Where checkpoints land
With save_strategy="epoch", the Trainer writes a checkpoint after each epoch under your output_dir:
sft-out/
checkpoint-XX/ # one per epoch: adapter + optimizer + trainer state
checkpoint-YY/
...
Each checkpoint-* folder is a resumable snapshot. To keep the best rather than the last, you can set load_best_model_at_end=True with metric_for_best_model="eval_loss" in TrainingArguments, and the Trainer will restore the best-scoring checkpoint at the end — the early-stopping idea from Track 1, automated.
Did it work?
A falling, flattening pair of curves is necessary but not sufficient.
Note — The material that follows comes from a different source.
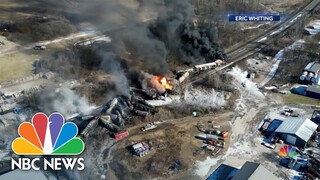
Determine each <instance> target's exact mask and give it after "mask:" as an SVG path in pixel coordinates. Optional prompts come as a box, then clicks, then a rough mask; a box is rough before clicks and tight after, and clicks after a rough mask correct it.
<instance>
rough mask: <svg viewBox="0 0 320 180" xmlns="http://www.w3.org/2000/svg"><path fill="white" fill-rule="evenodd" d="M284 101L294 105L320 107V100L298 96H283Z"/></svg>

The loss is a proxy; the real question — "is it actually better at the task than the base model?" — is answered by evaluating on the gold set, which is the next lesson.
Key idea
Logs tell you the run's health (is it learning, is it overfitting); the gold-set metric tells you the run's worth. You need both, and they answer different questions.
Key terms
- training logs
- Per-step output (loss, learning_rate, epoch) the Trainer prints.
- logging_steps
- How often training metrics are logged.
- eval_loss
- Validation loss reported per eval_strategy; the generalization signal.
- checkpoint
- A resumable snapshot saved per save_strategy under output_dir.
- load_best_model_at_end
- Restores the best-scoring checkpoint at the end (automated early stopping).